“I am not,” Arnold answered. “I am a friend of his niece here, Miss Ruth Lalonde. I know very little of Isaac, although I see him here sometimes.”
“I should like to know your name, if you have no objection,” the inspector remarked.
“My name is Chetwode,” Arnold told him. “I occupy a room on the other side of the passage.”
“When did you last see Isaac Lalonde?”
Arnold did not hesitate for a moment. What he had seen at Hampstead belonged to himself. He deliberately wiped out the memory of it from his thoughts.
“On Thursday evening here.”
The inspector made a note in his pocket-book. Then he turned again to Ruth.
“You can give me no explanation, then, as to your uncle’s absence to-night?”
“None at all. I can only say what I told you before—that I expected to find him here on my return.”
“Was he here when you left this morning?”
“I believe so,” Ruth assured him. “He very seldom comes out of his room until the middle of the day, and he does not like my going to him there. As we started very early, I did not disturb him.”
“Have you any objection,” the inspector asked, “to telling me where you have spent the whole of to-day?”
“Not the slightest,” Arnold interposed. “We have been to Bourne End, and to a village in the neighborhood.”
The inspector nodded thoughtfully. Ruth leaned a little forward in her chair. Her voice trembled with anxiety.
“Please tell me,” she begged, “what is the charge against my uncle?”
The inspector glanced over his shoulder at that inner room, from which fitful gleams of light still came. He looked down at the heap of pistols and ammunition by his side.
“The charge,” he said slowly, “is of a somewhat serious nature.”
Ruth was twisting up her glove in her hand.
“I do not believe,” she declared, “that Isaac has ever done anything really wrong. He is a terrible socialist, and he is always railing at the rich, but I do not believe that he would hurt any one.”
The inspector looked grimly at the little pile of firearms.
“A pretty sort of armory, this,” he remarked, “for a peace-loving man. What do you suppose he keeps them here for, in his room? What do you suppose—”

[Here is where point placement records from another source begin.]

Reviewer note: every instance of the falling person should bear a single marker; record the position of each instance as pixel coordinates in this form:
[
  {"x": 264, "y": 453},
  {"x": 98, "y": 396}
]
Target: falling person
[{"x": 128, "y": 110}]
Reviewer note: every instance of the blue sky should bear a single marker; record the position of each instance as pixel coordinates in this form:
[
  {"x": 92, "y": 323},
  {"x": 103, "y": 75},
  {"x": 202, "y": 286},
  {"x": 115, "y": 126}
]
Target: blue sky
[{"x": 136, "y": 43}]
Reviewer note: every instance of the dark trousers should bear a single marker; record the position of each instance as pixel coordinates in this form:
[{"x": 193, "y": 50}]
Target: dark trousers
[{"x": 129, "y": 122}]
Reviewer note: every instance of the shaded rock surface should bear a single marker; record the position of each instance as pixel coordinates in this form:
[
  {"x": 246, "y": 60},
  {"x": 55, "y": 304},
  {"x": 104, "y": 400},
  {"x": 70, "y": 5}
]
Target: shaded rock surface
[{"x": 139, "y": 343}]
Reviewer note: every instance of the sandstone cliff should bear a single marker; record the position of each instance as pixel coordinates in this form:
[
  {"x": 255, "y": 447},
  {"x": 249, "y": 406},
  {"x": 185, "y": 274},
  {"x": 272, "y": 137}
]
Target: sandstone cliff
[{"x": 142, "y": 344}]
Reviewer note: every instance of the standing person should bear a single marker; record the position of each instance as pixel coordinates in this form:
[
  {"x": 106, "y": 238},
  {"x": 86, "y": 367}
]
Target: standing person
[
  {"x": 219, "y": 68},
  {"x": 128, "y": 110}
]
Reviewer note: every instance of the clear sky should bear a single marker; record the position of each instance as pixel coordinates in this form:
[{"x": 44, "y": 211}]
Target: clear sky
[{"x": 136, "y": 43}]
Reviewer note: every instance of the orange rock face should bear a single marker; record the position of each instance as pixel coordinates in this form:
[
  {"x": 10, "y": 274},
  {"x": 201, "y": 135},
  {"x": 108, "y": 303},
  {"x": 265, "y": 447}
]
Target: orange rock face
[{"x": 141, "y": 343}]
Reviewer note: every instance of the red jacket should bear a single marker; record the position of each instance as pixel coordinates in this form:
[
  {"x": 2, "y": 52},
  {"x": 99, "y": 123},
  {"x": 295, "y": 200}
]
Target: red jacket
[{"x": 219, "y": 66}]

They all three heard it at the same time. The inspector broke off in the middle of his sentence. Ruth, shrinking in her chair, turned her head fearfully towards the door, which still stood half open. Arnold was looking breathlessly in the same direction. Faintly, but very distinctly, they heard the patter of footsteps climbing the stone stairs. It sounded as though a man were walking upon tiptoe, yet dragging his feet wearily. The inspector held up his hand, and his subordinate, who had been searching the inner room, came stealthily out. Ruth, obeying her first impulse, opened her lips to shriek. The inspector leaned forward and his hand suddenly closed over her mouth. He looked towards Arnold, who was suffering from a moment’s indecision.